While mortgage delinquencies inevitably continue to rise, foreclosure starts in relation to those figures have fallen, according to the FHFA September Foreclosure Prevention Report released today.
The report, which covers Fannie Mae and Freddie Mac’s 30.7 million residential mortgages, revealed that loans 60+ days delinquent (including those in BK and foreclosure) increased to 2.21 percent of the total portfolio as of the end of the third quarter.
That figure is up from 1.46 percent as of the end of the first quarter and 1.73 percent as of June 30.
Despite the rise in borrowers falling behind on their mortgage payments, foreclosure starts as a percent of loans 60+ days delinquent fell from 8.29 percent in the first quarter to 7.12 percent in the third quarter.

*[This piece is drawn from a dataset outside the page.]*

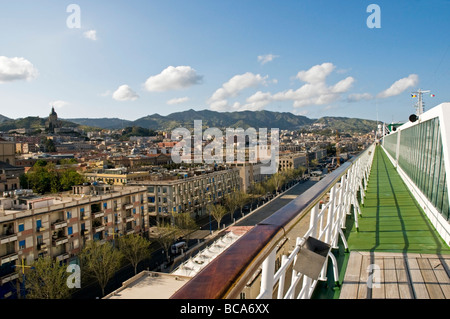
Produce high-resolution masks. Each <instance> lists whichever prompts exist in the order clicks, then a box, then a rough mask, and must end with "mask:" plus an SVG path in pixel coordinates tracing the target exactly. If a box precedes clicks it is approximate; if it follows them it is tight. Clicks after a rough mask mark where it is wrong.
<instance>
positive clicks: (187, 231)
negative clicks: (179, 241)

And loans for which foreclosure was completed stabilized at 2.55 percent between the second and third quarter after rising from 2.41 percent in the first quarter.
Fannie Mae’s Homesaver Advance Making Numbers Look Pretty?
However, loan modifications completed fell from 15,372 in the second quarter to just 13,450 in the third quarter, though loans reinstated via Fannie’s Homesaver Advance program skyrocketed, and accounted for 45 percent of all loss mitigation activity.
But it’s unclear whether an unsecured personal loan extended to an ailing borrower to temporarily cure a first lien loan will be enough to head off foreclosures over the long haul.
The number of more favorable (grain of salt) loan modifications completed in the third quarter have actually fallen from both the first and second quarter, and averaged just over 4,000 a month in the latest quarter.
Meanwhile, completed foreclosure sales averaged more than 15,500 a month in the third quarter, up about 5,000 per month from earlier this year.
So unless Homesaver Advance sees some serious long-term success, these seemingly optimistic numbers are nothing more than a false calm before a very real storm.
And the numbers look to get even more muddled thanks to the foreclosure moratorium imposed by the pair over the holidays.